A holiday weekend bonus post: People need to shut up.
Last night Kathleen and I went to Oregon Ridge Park for the Baltimore Symphony Orchestra’s Fourth of July concert and fireworks display.* No one would expect people sitting on folding chairs or lying on blankets on a hillside to observe the same decorum as in a concert hall, but still. . . .
There was the woman who conducted a conversation on her cell phone throughout the performance of Charles Ives’s variations on “America.” (She also continued to smoke after the announcement requesting the audience not to.)
There was this penetrating exchange directly behind us:
Voice 1: “I didn’t know you liked popcorn.”
Voice 2: “Love it.”
Voice 3: “You didn’t know that?”
I’m not certain, but it seems likely that Voice 3 was also the source of some impressive percussive effects with chewing gum.**
Of course, people are conducting banal conversations in the concert hall, at the movies, loudly, over cell phones, in the street. And at church.
There used to be a convention that people entering a church before a service would sit down quietly, to pray, to listen to an organ prelude, or simply to settle themselves calmly. No more. I’ve attended services in recent years in Episcopal churches that were noisier than hotel lobbies. And it is by no means the heedless young who are chattering away; the heedless young don’t go to church.
The prospect that someday someone in authority will authorize the use of cell phones on airplane flights leaves me sweaty with fear.
The social and cultural changes that have produced this incessant chin-wagging are probably irreversible, and certainly not by the comments of a lone blogger.
But still, you few who read this, give it a rest. Sit quietly. Listen to the music. Follow the progression of your thoughts inside your own head for a while. Declare your independence from the noisy.
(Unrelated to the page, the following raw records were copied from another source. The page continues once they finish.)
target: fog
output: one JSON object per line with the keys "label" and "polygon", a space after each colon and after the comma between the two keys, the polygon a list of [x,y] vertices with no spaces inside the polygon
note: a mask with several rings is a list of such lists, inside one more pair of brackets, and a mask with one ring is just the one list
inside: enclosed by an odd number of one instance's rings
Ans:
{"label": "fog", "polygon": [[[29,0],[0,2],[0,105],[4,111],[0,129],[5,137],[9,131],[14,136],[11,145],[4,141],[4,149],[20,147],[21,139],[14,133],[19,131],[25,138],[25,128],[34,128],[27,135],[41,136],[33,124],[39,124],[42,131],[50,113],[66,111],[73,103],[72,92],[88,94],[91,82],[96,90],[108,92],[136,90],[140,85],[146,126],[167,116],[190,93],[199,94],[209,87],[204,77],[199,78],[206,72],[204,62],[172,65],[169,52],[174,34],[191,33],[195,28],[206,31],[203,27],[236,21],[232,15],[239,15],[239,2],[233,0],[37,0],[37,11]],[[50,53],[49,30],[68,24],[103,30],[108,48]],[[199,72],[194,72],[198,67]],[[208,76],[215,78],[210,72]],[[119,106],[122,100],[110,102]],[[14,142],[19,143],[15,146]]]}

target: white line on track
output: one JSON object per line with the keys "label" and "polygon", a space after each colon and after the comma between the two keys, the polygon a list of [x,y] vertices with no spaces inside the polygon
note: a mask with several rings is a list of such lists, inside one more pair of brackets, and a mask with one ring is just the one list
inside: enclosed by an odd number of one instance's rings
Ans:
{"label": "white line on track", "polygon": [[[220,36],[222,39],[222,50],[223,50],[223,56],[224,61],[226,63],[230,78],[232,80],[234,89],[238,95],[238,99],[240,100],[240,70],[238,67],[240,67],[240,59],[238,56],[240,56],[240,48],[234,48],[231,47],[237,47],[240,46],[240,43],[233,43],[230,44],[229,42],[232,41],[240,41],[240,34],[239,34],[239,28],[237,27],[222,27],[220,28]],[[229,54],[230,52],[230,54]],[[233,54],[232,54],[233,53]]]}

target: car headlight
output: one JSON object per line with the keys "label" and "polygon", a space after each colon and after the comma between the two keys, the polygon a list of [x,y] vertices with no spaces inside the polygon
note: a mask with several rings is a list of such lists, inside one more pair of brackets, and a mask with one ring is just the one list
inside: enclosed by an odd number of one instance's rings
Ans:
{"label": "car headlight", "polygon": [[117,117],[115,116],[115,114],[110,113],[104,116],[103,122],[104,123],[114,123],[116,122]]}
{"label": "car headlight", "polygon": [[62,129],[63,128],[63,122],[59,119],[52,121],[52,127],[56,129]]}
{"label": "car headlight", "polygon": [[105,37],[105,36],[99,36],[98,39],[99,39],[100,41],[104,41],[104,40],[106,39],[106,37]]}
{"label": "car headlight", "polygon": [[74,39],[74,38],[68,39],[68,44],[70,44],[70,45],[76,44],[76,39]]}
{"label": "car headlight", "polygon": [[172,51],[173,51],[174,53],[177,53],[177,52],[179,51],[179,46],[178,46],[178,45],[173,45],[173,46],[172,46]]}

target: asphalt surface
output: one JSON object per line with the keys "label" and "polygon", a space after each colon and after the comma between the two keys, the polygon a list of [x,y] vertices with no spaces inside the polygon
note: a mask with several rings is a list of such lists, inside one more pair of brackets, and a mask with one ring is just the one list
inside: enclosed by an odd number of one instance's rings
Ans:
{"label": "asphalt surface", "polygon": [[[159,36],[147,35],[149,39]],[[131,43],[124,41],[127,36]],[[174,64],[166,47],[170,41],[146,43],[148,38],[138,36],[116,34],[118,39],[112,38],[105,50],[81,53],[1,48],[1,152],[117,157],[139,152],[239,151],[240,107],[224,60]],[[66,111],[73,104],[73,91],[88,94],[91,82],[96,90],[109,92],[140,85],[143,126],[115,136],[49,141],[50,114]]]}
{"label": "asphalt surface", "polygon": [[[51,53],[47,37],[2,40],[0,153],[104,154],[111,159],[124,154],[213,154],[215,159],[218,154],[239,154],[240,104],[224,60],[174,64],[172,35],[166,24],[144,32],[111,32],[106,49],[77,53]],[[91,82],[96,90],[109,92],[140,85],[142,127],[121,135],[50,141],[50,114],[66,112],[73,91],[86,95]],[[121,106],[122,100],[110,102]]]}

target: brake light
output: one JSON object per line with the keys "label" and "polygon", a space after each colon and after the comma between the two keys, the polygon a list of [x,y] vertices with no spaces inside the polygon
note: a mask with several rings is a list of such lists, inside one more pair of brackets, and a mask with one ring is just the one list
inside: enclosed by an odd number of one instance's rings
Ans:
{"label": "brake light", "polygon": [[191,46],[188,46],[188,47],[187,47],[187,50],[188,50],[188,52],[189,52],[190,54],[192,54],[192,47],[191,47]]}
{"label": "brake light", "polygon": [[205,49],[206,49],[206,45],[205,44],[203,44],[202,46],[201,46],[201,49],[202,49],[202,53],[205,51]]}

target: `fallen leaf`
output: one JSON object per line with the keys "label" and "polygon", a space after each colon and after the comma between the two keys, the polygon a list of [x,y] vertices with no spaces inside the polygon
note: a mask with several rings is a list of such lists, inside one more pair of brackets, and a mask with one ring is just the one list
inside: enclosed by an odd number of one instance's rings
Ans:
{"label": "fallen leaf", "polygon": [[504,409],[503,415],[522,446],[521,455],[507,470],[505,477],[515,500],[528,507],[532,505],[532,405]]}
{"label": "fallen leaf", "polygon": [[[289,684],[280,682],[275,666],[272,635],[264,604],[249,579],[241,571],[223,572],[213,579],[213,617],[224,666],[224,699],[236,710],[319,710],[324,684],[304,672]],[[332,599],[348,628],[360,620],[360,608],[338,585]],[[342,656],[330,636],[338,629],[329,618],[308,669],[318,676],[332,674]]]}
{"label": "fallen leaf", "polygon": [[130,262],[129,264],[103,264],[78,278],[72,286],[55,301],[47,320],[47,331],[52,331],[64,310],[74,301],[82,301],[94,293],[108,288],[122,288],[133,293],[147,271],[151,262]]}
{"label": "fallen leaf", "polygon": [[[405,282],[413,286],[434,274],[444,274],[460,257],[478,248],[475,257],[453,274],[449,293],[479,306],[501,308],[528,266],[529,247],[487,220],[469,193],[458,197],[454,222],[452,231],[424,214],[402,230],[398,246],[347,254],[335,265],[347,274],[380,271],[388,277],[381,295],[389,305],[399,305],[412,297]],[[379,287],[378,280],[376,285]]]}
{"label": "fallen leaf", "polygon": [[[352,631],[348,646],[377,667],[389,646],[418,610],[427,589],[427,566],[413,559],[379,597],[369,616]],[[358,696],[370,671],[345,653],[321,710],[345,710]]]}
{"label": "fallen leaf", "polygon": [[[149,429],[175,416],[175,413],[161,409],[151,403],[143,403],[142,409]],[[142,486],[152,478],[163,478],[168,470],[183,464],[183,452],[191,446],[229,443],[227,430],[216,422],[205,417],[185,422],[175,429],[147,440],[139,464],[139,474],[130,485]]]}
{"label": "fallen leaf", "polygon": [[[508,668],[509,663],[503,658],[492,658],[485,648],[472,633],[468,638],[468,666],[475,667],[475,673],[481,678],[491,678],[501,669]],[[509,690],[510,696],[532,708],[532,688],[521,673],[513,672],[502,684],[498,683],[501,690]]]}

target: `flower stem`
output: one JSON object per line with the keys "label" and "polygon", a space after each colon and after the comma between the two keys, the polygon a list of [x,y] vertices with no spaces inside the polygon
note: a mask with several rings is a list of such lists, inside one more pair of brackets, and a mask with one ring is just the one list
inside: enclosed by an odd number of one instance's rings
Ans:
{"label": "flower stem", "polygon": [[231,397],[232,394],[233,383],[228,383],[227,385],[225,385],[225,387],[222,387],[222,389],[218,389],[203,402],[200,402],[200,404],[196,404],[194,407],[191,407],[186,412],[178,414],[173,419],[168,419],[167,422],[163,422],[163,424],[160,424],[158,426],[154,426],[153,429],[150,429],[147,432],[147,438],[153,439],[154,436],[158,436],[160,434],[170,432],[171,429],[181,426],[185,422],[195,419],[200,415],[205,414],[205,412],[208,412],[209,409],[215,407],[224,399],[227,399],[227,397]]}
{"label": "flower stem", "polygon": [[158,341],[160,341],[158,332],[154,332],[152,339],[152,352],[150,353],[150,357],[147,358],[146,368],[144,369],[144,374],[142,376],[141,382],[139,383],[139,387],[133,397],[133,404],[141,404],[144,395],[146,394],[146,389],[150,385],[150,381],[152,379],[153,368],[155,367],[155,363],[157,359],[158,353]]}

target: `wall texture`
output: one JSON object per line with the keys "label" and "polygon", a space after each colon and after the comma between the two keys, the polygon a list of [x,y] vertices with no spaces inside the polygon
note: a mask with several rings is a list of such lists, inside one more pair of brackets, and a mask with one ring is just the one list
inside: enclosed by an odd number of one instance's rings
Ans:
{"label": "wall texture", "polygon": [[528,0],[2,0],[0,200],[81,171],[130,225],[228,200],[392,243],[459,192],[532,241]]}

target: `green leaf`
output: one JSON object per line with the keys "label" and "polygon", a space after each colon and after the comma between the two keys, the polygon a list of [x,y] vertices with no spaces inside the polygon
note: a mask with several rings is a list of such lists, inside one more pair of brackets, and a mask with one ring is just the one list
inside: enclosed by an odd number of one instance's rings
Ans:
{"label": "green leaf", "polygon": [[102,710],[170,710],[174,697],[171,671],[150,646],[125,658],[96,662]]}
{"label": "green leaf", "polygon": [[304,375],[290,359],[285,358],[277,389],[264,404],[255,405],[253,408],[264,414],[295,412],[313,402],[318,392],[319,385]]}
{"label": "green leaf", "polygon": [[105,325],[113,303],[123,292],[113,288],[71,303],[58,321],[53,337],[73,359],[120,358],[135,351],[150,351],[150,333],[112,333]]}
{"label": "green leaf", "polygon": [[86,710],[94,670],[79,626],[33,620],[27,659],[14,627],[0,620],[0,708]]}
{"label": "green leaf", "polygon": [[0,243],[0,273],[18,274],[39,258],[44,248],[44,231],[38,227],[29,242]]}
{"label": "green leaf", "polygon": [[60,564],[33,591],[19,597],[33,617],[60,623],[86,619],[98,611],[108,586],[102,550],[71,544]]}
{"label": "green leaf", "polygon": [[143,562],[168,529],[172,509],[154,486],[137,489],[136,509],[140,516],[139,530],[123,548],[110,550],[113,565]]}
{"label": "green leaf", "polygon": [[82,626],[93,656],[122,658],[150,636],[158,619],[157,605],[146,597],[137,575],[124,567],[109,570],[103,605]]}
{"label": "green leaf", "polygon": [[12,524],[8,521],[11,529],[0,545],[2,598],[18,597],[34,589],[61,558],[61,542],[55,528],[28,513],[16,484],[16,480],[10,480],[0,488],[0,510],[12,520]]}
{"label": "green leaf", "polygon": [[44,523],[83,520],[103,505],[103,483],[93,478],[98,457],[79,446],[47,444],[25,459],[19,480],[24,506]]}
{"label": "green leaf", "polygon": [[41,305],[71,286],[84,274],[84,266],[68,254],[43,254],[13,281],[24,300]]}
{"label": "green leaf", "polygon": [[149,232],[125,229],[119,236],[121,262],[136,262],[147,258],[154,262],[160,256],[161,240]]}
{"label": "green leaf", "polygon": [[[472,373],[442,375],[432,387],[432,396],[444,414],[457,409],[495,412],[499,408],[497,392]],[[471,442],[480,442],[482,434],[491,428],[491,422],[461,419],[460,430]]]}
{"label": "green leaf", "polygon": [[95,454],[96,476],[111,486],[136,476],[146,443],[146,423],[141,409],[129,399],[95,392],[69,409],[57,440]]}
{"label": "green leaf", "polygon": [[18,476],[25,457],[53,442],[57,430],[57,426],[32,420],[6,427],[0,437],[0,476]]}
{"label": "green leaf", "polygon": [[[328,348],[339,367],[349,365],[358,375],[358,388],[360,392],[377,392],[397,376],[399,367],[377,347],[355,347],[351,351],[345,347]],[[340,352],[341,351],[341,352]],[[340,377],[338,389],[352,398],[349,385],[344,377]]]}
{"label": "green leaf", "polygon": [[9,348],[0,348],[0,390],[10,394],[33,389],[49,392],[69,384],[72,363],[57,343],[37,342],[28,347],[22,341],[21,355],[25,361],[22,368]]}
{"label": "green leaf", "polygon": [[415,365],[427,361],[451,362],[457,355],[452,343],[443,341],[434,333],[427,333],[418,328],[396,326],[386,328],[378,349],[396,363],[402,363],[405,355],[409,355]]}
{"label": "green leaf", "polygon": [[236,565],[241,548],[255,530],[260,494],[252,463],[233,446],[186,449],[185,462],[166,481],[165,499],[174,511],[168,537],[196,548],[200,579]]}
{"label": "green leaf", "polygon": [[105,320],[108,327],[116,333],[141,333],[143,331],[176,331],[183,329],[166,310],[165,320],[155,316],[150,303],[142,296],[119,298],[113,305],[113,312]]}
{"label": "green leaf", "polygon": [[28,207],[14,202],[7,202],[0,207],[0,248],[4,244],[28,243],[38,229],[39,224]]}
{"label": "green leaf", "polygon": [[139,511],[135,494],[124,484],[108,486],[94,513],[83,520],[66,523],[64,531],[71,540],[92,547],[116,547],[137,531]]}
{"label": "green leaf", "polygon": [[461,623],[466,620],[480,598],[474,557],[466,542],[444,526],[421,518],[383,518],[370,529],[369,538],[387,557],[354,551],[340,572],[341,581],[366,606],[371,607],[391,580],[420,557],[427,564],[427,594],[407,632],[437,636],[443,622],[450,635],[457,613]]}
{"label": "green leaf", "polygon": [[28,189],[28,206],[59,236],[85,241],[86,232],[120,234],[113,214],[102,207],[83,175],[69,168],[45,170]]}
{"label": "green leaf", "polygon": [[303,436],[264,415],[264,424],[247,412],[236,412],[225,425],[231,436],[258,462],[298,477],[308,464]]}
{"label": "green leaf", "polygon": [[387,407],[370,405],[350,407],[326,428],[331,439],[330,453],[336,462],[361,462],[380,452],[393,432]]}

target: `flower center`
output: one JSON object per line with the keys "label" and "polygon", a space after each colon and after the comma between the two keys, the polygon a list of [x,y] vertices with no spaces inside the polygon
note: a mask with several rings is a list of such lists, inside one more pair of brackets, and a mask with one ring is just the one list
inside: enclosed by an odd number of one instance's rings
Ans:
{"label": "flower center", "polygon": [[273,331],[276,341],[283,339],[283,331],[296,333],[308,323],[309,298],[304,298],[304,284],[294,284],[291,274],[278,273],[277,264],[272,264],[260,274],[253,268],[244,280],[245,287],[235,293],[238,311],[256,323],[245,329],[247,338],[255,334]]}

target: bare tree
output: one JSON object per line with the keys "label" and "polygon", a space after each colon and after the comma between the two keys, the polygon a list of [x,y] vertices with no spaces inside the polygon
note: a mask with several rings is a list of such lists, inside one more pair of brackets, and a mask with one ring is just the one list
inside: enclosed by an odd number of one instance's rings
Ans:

*And on Friday night we had dinner with friends. After spending most Friday and Saturday nights since 1980 producing newspapers, I’m becoming a gadabout.
**I’m aware that the musical content of these concerts is negligible. There were some nice touches: a thirteen-year-old delivering a stunning rendition of the national anthem, the Ives, a couple of Sousa marches. Apart from that, a medley from Carousel, a schlocky arrangement of “America the Beautiful,” and the “1812 Overture” — a work despised by its composer that commemorates the defeat of a totalitarian despotism (Napoleonic France) by a monarchical despotism (czarist Russia) and which has become an American holiday favorite simply because it was written to be accompanied by explosions.
Actually, we enjoyed the concert. I even managed the struggle to get off the grassy field where we and thousands of others parked with greater equanimity and less swearing than you would expect.